U.S. retail sales were up again in May as confident shoppers spent 0.8% more compared to April and 5.7% more compared with a year ago, according to the Census Bureau.
But lurking in other government reports are trends that could take the wind out of the sails of consumer spending, thus impacting already struggling retailers and their landlords.
Namely, inflation has made a small but distinct return recently, with the Bureau of Labor Statistics reporting that the Consumer Price Index gained 2.9% year over year in May, the highest rate in about five years. Compared with April, prices were up 0.2%. The cost of gas and housing drove most of the annual and monthly increases.
Even when the cost of energy and food is taken out of the equation, prices in May were up 2.2% compared with a year ago, almost enough to eat up any gains workers made in their paychecks. This occurred as a result of employee wages not growing as much as they did in previous expansions. At the beginning of this month, the Bureau of Labor Statistics reported that wages were up only 2.7% in May compared with a year ago.
That is less than the annual rate of inflation, at least for the moment. If inflation takes away even more spending power as the months pass, consumers might be more reluctant to spend on retail items.
There is a recent precedent for that dynamic. During a short uptick in inflation in early 2017, consumers did indeed cut back on their spending, though that bit of inflation soon calmed down and retail spending chugged along.

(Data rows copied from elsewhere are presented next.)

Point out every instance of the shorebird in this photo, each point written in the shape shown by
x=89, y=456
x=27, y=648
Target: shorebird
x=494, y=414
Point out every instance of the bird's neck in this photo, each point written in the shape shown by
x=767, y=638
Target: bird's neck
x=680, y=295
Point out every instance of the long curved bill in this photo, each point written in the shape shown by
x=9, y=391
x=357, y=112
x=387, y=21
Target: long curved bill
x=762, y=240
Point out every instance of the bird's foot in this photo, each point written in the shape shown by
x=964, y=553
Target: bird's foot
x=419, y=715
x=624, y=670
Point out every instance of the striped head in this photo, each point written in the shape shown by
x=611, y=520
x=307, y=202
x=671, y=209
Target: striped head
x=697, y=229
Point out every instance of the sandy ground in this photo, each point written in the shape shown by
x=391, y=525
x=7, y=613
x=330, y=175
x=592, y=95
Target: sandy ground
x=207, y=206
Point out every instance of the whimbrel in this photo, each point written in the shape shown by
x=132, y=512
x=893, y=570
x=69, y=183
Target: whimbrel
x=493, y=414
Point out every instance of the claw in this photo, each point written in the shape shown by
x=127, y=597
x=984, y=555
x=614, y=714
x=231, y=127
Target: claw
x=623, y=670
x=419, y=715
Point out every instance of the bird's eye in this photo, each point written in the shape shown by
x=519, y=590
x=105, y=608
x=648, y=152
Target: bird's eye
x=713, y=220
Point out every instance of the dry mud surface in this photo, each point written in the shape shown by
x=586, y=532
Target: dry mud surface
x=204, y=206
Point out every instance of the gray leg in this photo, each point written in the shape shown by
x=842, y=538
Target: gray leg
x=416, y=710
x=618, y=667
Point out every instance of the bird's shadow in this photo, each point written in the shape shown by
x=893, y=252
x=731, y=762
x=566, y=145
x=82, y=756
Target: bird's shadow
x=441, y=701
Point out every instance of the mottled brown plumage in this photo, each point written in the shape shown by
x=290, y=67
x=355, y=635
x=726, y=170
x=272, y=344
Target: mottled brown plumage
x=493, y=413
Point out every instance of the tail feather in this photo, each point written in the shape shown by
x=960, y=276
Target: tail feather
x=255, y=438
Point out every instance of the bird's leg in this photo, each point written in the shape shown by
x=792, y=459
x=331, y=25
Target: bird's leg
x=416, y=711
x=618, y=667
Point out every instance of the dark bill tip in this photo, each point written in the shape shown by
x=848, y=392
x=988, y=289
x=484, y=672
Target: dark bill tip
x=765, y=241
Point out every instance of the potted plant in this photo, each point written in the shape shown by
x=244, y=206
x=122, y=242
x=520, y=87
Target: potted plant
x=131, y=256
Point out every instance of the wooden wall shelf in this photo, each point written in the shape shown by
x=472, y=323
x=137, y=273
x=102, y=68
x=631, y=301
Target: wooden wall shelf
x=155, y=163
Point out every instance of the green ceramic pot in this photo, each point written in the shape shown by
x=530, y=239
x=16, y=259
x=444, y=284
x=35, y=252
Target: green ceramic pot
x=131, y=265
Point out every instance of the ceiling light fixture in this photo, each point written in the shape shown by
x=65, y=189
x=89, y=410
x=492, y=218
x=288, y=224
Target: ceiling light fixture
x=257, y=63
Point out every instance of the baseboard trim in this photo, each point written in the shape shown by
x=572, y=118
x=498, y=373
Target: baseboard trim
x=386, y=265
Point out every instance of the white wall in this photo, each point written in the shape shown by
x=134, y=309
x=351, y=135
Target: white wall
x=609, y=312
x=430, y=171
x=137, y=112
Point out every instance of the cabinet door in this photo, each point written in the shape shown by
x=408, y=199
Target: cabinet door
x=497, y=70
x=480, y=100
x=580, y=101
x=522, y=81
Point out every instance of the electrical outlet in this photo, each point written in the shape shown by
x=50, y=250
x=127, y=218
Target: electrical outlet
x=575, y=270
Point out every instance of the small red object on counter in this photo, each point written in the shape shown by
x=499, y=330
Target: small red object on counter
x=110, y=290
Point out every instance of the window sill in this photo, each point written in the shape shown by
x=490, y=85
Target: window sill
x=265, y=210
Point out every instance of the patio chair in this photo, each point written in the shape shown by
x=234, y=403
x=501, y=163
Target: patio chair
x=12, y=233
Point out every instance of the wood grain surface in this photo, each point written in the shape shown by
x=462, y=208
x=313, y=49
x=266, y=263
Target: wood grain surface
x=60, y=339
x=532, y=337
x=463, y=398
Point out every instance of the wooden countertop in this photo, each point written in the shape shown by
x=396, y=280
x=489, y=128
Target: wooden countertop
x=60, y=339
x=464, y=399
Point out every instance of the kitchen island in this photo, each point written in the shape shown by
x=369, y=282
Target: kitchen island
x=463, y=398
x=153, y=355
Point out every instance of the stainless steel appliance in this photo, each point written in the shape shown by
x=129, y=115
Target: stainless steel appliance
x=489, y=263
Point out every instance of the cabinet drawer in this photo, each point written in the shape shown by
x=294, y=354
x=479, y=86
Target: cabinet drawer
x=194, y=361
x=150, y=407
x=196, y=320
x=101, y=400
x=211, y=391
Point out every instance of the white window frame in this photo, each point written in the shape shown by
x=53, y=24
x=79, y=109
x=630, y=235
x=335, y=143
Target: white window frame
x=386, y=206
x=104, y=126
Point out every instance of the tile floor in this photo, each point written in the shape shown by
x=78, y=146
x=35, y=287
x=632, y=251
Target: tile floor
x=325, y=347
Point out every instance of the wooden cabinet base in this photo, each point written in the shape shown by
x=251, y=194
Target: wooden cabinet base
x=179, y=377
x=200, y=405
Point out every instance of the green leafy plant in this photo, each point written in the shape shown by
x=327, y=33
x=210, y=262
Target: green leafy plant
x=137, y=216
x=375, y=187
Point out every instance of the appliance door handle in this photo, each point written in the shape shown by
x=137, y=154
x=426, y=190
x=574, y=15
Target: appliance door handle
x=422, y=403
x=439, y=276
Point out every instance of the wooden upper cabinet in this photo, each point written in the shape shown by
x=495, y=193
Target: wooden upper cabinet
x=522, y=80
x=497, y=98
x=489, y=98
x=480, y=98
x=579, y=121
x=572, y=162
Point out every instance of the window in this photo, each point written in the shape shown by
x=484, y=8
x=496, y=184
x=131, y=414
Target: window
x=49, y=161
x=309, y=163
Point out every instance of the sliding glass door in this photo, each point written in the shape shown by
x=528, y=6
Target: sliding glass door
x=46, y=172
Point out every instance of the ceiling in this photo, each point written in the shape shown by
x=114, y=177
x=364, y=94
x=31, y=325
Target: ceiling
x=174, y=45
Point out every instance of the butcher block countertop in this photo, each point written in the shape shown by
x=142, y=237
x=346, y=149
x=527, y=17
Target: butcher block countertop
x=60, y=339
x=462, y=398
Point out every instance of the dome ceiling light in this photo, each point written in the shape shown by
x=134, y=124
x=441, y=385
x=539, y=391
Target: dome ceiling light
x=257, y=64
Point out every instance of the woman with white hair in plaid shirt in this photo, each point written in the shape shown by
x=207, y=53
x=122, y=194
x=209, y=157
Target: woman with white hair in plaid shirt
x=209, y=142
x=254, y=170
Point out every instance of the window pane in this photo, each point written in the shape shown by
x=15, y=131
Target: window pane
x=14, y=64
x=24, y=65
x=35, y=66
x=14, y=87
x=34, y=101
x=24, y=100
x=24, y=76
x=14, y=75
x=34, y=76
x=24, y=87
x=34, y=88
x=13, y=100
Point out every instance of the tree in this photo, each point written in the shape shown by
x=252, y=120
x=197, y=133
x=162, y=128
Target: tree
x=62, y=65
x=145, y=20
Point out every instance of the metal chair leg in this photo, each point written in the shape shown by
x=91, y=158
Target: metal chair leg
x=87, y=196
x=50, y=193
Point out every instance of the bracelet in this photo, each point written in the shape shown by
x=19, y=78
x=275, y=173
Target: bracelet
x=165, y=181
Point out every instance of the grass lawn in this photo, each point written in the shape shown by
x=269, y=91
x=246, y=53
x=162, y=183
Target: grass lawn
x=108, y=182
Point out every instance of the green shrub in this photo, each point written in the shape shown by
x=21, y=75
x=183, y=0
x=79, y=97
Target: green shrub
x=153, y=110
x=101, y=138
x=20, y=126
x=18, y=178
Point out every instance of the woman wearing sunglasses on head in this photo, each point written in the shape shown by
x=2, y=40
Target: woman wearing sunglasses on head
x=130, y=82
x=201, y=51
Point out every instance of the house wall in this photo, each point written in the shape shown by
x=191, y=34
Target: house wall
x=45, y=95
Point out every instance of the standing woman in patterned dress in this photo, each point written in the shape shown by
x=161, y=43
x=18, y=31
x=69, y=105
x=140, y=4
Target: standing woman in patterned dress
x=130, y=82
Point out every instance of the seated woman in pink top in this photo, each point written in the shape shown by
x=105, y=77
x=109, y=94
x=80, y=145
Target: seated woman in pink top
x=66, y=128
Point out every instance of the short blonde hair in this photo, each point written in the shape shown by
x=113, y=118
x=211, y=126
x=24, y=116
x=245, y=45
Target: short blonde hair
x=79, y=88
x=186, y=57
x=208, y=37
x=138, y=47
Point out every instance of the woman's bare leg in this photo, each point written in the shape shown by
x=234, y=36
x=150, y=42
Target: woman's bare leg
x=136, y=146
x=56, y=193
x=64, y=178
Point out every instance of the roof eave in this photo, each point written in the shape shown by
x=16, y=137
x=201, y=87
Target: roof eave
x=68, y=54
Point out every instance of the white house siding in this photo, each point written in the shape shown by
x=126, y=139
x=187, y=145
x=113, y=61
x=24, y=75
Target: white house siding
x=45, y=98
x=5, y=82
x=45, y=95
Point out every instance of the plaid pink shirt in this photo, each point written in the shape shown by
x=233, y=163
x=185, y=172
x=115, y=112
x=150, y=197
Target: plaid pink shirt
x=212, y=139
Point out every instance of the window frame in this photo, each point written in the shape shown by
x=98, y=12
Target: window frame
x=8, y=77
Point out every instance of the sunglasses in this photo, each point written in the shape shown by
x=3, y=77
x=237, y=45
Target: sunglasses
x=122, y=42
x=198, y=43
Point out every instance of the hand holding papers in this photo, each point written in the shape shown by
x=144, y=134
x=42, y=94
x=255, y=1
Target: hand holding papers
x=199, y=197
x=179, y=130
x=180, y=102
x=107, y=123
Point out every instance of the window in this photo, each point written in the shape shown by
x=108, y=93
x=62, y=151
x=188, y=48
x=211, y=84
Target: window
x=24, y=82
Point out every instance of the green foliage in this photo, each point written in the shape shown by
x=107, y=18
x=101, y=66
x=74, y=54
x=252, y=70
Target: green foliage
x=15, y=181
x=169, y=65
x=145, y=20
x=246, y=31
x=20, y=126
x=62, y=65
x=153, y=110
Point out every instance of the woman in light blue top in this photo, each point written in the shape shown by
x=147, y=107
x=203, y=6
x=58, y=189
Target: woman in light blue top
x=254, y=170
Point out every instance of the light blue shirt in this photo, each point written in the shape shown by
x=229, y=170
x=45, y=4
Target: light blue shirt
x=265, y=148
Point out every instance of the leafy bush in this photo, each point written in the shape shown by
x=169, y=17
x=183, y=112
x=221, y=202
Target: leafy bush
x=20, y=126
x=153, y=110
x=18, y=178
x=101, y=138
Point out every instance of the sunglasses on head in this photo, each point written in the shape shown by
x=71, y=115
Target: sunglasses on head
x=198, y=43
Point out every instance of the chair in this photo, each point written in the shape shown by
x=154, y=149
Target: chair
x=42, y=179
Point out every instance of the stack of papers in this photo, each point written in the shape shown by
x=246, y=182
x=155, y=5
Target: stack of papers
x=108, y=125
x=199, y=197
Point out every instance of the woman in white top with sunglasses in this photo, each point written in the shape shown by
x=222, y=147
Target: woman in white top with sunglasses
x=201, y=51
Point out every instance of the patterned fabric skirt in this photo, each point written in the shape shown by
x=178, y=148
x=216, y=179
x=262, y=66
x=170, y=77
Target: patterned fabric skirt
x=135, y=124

Some observers are optimistic that the strong economy will continue to support retail spending, even with higher inflation.
“We have seen ongoing momentum over the last several months and believe sales growth should remain healthy and consistent with our 2018 outlook," National Retail Federation Chief Economist Jack Kleinhenz said in a statement.
"Nonetheless, inflation and rising oil prices are complicating the picture. And new tariffs or a trade war would certainly be negatives that would increase prices and reduce both consumer purchasing power and consumer confidence.”
It is also possible that more vigorous inflation might, at least in the short run, inspire consumers to spend more. "[Inflation] might actually catalyze the consumer to actually spend sooner rather than waiting with the anticipation that it will be cheaper," J.P. Morgan Private Bank's Jack Caffrey told CNBC.